A new prior distribution for amplitudes


Currently in the known pulsar searches we have been using a uniform prior distribution between zero and some arbitrary, but large, upper value e.g.

\begin{equation} p(h_{0}|I)=\begin{cases}\frac{1}{h_{\mathrm{max}}}&\text{if }0\leq h_{0}<h_{\mathrm{max}}\\ 0&\text{otherwise}.\end{cases}\\ \end{equation}

However, this type of prior place a lot of probability at large values of \(h_{0}\) where in fact there is very little prior probability. As \(h_{0}\) is a scale factor, the general least informative prior is the Jeffreys prior of the form

\begin{equation} \label{eq:jeffreys} \label{eq:jeffreys}p(h_{0}|I)\propto\frac{1}{h_{0}},\\ \end{equation}

but this suffers from being improper (unnormalisable) and in the presence of no signal it will often overwhelm the likelihood when setting upper limits.

A new prior

A better prior would be one that is flat(ish) over a range consistent with the detector data, but then falls off exponentially at higher values. Such a prior could have the form (inspired by Middleton et al., 2015) of the Fermi-Dirac distribution, e.g.

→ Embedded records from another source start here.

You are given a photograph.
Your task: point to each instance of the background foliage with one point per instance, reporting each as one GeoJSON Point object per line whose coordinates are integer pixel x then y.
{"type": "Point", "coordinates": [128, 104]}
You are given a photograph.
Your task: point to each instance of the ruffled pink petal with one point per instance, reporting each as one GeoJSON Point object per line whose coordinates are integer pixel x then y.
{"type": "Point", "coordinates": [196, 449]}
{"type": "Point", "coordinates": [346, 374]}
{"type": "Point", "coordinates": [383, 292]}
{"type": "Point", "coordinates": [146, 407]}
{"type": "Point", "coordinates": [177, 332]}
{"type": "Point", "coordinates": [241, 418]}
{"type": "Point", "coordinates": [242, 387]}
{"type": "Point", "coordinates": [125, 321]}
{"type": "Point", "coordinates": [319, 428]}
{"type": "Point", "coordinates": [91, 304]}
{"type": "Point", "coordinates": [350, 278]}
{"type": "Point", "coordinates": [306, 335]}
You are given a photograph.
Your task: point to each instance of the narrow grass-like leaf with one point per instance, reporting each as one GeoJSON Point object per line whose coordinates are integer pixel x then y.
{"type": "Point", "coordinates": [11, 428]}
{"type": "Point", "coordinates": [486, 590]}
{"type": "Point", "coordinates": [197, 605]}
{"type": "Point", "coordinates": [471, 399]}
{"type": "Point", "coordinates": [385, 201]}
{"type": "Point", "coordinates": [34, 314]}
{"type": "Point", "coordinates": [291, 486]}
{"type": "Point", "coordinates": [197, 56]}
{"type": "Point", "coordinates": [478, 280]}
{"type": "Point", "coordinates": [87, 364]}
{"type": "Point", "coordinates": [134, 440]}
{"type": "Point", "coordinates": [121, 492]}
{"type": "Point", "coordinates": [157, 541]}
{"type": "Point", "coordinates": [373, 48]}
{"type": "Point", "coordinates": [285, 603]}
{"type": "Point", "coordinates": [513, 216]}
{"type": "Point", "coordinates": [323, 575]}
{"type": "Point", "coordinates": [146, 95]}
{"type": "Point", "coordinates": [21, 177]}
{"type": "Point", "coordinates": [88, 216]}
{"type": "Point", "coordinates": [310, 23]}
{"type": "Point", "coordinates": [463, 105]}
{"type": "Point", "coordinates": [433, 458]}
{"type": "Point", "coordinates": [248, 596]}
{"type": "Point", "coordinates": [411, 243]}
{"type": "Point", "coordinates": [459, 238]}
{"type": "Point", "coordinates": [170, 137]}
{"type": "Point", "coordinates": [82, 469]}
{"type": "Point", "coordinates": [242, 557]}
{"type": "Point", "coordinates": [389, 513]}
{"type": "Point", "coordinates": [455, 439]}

\begin{equation} p(h_{0}|\sigma,\mu,I)\propto\frac{1}{e^{(h_{0}-\mu)/\sigma}+1}.\\ \end{equation}

To normalise this to get the probability density function (pdf) we see that

\begin{equation} \int_{0}^{\infty}\frac{1}{e^{(h_{0}-\mu)/\sigma}+1}{\rm d}h_{0}=\sigma\log{\left(1+e^{\mu/\sigma}\right)},\\ \end{equation}

so the actual pdf is

\begin{equation} \label{eq:fermidirac} \label{eq:fermidirac}p(h_{0}|\sigma,\mu,I)=\frac{1}{\sigma\log{\left(1+e^{\mu/\sigma}\right)}}\left(e^{(h_{0}-\mu)/\sigma}+1\right)^{-1}.\\ \end{equation}

An example of this distribution, with \(\mu/\sigma=10\) and \(\sigma=1\) is shown in Figure \ref{fig:fermidirac}. It is worth noting that the point at which the distribution is half of its peak value (which always occurs at zero) is when \(h_{0}=\mu/\sigma\), which could be used to define the values to use in a particular case (e.g. being based on the standard deviation of the data).